How did Japan become the world’s latest serious wine frontier?
Wineries in Yamanashi, the most important of Japan’s four major wine regions, are betting on native grape variety koshu, writes Elin McCoy
Inside a 19th-century silk merchant’s house in Katsunuma, Japan, about 70 miles west of central Tokyo, the three Aruga brothers are pouring several white wines in their timbered tasting room. All are made at their Katsunuma Jyozo winery under the Aruga Branca label from the country’s unique grape variety, koshu, and all are delicious: one is elegant and sparkling; another fresh, bright and lemony; a third succulent and tangy; still another savoury and smoky; and a fifth barrel-fermented version is round, rich and smooth.
About 15 years ago, when an Aruga Branca bottling won medals in a French wine competition, Bernard Magrez of famous Bordeaux chateau Pape Clement was so intrigued, he proposed a joint wine project that introduced koshu to France. Now third-generation winemaker Hiro Aruga, who studied and worked in Burgundy, has joined his father Yuji, and is experimenting to create wines of even higher quality.
Aruga Branca is part of the vinous revolution that’s making Japan the world’s latest serious wine frontier. Since 2010, koshu has been on OIV (International Organisation of Vine and Wine) list of varieties, so it can be displayed on labels in Europe. To ensure quality, government regulations were enacted last year to restrict labelling of Japanese wine to vintages made wholly in the country, from vine to barrel. The volume of exports rose nearly 30 per cent from 2015 to 2017 – from 45,000 litres to 58,000 litres, according to the National Tax Agency. Ambitious vintners anticipate more demand during this year’s Rugby World Cup and next summer’s Olympics.

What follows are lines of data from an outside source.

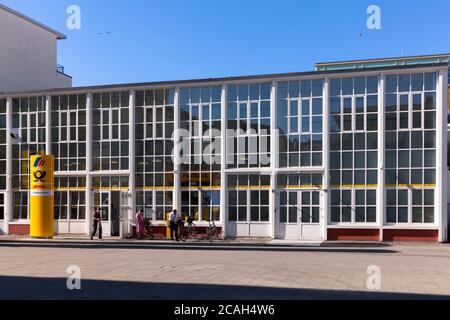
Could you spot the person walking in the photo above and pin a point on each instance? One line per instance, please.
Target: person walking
(174, 219)
(97, 224)
(140, 224)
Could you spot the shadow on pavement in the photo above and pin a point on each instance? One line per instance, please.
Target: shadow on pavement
(55, 288)
(216, 246)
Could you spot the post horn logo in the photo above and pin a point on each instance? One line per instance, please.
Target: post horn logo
(39, 175)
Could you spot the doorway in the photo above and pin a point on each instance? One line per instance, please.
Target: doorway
(299, 215)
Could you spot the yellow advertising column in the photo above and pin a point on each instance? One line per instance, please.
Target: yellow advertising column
(41, 196)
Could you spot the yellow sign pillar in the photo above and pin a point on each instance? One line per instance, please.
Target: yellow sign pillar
(41, 196)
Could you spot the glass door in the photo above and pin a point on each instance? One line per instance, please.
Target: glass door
(102, 201)
(298, 215)
(2, 206)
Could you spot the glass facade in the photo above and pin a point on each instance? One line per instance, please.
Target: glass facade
(353, 149)
(110, 131)
(155, 122)
(248, 116)
(300, 123)
(200, 125)
(264, 173)
(411, 122)
(29, 121)
(2, 144)
(69, 132)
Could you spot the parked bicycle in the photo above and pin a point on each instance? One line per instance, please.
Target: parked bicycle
(187, 230)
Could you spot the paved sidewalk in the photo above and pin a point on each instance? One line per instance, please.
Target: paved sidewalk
(222, 270)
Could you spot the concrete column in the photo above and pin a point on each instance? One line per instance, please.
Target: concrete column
(274, 163)
(381, 208)
(176, 153)
(325, 209)
(89, 189)
(223, 163)
(442, 167)
(132, 145)
(48, 125)
(9, 194)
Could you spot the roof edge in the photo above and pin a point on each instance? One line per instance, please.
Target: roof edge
(262, 77)
(58, 34)
(443, 55)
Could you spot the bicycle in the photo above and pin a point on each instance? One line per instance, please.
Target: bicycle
(211, 231)
(189, 231)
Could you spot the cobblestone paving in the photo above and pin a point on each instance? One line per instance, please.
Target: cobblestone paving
(232, 270)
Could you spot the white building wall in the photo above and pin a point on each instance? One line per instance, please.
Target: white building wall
(28, 56)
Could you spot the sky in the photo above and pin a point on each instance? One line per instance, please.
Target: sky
(124, 41)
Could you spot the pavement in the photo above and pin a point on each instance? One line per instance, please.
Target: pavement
(229, 270)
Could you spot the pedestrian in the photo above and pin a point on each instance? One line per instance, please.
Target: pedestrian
(97, 224)
(174, 219)
(140, 224)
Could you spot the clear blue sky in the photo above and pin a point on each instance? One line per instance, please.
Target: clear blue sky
(154, 40)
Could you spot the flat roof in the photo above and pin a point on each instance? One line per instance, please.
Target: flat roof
(262, 77)
(431, 56)
(383, 62)
(59, 35)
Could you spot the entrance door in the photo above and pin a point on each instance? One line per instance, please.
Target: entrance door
(299, 215)
(102, 201)
(125, 214)
(2, 212)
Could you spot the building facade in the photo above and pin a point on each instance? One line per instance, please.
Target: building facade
(28, 54)
(349, 154)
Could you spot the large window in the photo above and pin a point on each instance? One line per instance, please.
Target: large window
(155, 203)
(69, 132)
(410, 104)
(248, 198)
(200, 119)
(248, 116)
(154, 141)
(110, 135)
(70, 205)
(300, 123)
(353, 206)
(29, 121)
(300, 181)
(2, 206)
(20, 205)
(300, 206)
(2, 145)
(354, 149)
(155, 122)
(203, 205)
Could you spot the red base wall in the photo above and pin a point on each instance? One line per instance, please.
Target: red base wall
(19, 229)
(411, 235)
(353, 235)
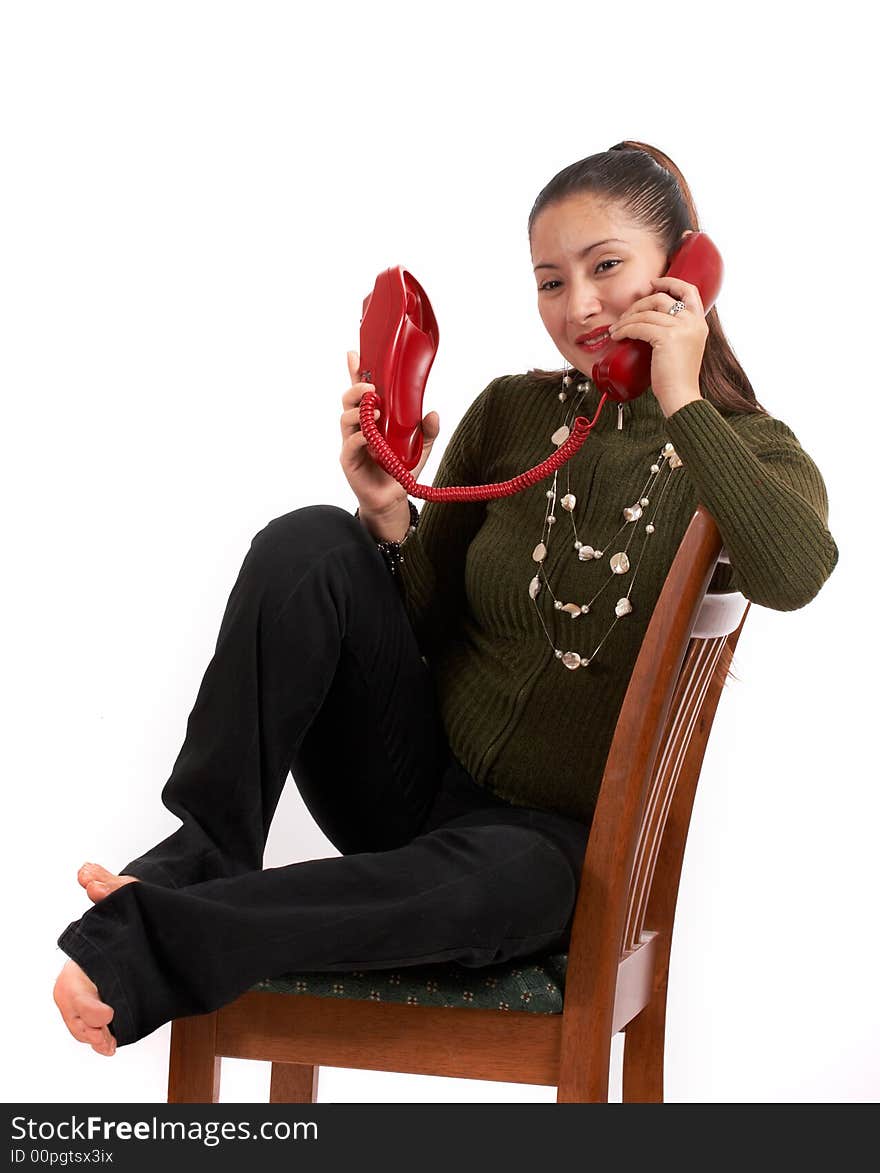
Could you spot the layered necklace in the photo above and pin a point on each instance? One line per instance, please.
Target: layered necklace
(622, 542)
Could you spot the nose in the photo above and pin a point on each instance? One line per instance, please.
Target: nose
(582, 305)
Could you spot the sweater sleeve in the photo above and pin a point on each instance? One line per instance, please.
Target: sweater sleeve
(767, 499)
(432, 570)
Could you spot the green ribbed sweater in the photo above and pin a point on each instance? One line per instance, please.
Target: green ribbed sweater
(523, 725)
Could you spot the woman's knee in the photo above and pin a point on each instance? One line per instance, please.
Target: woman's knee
(308, 531)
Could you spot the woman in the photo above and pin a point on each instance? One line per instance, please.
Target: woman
(447, 723)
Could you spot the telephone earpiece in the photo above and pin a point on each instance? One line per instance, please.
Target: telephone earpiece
(624, 371)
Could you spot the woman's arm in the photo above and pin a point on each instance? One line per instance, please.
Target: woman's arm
(766, 496)
(432, 570)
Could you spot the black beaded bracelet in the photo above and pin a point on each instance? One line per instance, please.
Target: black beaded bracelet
(392, 551)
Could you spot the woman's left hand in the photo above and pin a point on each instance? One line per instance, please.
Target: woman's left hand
(677, 340)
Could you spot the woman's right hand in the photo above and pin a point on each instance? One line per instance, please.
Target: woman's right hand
(377, 490)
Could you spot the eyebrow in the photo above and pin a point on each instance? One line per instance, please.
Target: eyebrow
(583, 252)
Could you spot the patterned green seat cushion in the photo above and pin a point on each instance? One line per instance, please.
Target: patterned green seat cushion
(535, 984)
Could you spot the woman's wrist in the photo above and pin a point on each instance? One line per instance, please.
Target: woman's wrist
(392, 549)
(390, 524)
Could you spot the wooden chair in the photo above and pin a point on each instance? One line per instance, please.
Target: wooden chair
(617, 965)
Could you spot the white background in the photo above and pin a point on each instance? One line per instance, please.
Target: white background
(196, 198)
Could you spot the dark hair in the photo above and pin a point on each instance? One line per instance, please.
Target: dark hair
(650, 189)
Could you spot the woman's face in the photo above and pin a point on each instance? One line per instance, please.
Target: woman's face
(590, 265)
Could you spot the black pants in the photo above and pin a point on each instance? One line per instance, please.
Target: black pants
(317, 672)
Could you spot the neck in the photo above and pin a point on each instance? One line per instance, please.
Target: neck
(642, 417)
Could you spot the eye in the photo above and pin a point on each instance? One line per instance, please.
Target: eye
(598, 268)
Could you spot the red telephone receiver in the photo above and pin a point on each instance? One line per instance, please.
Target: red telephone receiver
(399, 338)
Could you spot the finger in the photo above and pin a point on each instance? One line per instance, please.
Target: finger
(350, 420)
(645, 317)
(685, 291)
(352, 395)
(353, 365)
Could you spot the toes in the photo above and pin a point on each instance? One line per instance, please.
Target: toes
(90, 1009)
(89, 872)
(96, 889)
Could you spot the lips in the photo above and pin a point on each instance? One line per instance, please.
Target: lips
(595, 338)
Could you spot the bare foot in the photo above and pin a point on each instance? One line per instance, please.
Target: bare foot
(83, 1012)
(99, 882)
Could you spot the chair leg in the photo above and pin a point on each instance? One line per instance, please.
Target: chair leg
(194, 1066)
(643, 1052)
(293, 1083)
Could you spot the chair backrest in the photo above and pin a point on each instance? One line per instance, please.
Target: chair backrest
(636, 845)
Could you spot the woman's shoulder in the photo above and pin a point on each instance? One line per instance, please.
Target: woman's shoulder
(760, 427)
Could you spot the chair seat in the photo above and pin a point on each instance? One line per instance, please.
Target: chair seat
(534, 984)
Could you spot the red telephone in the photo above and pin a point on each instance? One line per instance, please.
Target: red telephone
(399, 338)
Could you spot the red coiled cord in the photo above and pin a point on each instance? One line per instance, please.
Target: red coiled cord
(393, 466)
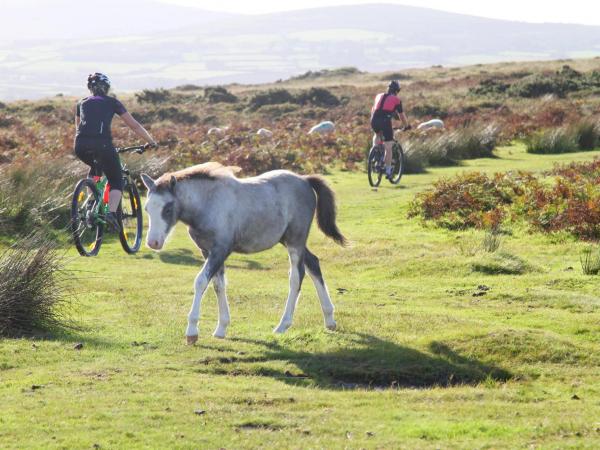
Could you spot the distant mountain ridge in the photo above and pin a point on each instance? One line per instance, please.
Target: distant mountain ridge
(216, 49)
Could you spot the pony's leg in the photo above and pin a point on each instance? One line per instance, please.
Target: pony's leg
(314, 270)
(219, 286)
(214, 261)
(296, 276)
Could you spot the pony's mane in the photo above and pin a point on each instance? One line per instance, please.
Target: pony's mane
(206, 171)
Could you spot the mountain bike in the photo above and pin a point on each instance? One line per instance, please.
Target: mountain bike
(90, 206)
(376, 162)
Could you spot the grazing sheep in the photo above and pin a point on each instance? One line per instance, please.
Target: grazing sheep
(264, 133)
(322, 128)
(433, 123)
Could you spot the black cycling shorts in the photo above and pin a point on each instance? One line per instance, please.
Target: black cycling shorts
(101, 156)
(383, 124)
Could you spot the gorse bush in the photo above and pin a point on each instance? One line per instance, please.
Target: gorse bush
(590, 261)
(270, 97)
(569, 202)
(501, 263)
(427, 109)
(313, 96)
(317, 97)
(489, 86)
(560, 83)
(153, 96)
(471, 199)
(33, 296)
(218, 94)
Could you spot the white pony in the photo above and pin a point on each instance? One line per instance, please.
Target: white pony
(225, 214)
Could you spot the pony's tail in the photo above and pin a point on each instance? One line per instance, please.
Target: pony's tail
(326, 209)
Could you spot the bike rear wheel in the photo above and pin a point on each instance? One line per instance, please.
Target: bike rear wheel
(374, 163)
(86, 229)
(131, 219)
(397, 163)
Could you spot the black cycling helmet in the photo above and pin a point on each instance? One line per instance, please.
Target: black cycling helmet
(98, 83)
(394, 87)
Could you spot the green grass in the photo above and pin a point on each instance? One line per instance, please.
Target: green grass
(429, 353)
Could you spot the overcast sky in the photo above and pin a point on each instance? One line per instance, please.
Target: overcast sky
(571, 11)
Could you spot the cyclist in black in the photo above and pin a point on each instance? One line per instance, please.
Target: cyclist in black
(386, 107)
(93, 139)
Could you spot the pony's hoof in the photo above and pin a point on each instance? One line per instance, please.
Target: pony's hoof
(282, 328)
(219, 334)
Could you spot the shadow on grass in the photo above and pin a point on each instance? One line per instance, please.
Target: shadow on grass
(365, 362)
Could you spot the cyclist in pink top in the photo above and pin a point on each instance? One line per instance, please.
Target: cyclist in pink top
(388, 106)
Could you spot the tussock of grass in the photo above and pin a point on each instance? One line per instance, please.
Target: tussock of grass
(500, 263)
(525, 347)
(32, 288)
(590, 261)
(448, 148)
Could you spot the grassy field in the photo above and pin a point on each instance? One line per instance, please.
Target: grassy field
(430, 352)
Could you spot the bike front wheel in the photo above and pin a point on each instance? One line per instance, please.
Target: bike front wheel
(397, 163)
(86, 229)
(130, 213)
(374, 163)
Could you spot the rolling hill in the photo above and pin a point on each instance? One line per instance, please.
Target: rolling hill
(208, 48)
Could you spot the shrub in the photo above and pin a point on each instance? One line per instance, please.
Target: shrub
(429, 110)
(500, 264)
(218, 94)
(571, 203)
(153, 96)
(6, 121)
(489, 86)
(587, 135)
(560, 83)
(590, 261)
(270, 97)
(279, 110)
(33, 297)
(317, 97)
(491, 241)
(472, 199)
(188, 87)
(176, 115)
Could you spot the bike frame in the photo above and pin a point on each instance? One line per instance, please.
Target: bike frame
(103, 188)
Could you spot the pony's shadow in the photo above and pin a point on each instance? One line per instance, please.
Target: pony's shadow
(365, 362)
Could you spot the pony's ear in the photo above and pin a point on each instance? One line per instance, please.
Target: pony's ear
(148, 182)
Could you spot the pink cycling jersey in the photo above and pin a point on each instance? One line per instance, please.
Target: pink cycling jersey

Though many grapes are grown in Japan, wineries in Yamanashi, the most important of Japan’s four major wine regions and where Katsunuma is located, are betting on native variety koshu. “The grape is ideal for Japan’s humid, rainy climate. It’s thick-skinned and resistant to rot,” says Aruga.
The vineyards are unusual. At nearby Lumiere, which claims to be the oldest family-owned winery in Japan (established in 1885), koshu vines look like small trees, with branches spread-eagled on wires six feet off the ground to create a pergola. Folded paper hats are tied over hanging bunches like miniature umbrellas to shelter grapes from rain.
Japan’s enticing whites fit neatly with the latest global wine trends. Koshu wines have floral aromas and delicate, distinctive flavours (of yuzu, savoury minerals), naturally low alcohol levels (11 to 12 per cent), and they’re exotic but not odd, like, say, Georgia’s rkatsitelli which hasn’t truly taken off. The name koshu is easy to remember and pronounce. Plus, they’re perfect matches with popular Japanese mainstays sushi and sashimi.
I spent a few days in Yamanashi, a 90-minute train ride from Tokyo. It’s home to 81 of the country’s 300 wineries, and has a thousand-year history of grape growing and nearly all Japan’s plantings of koshu.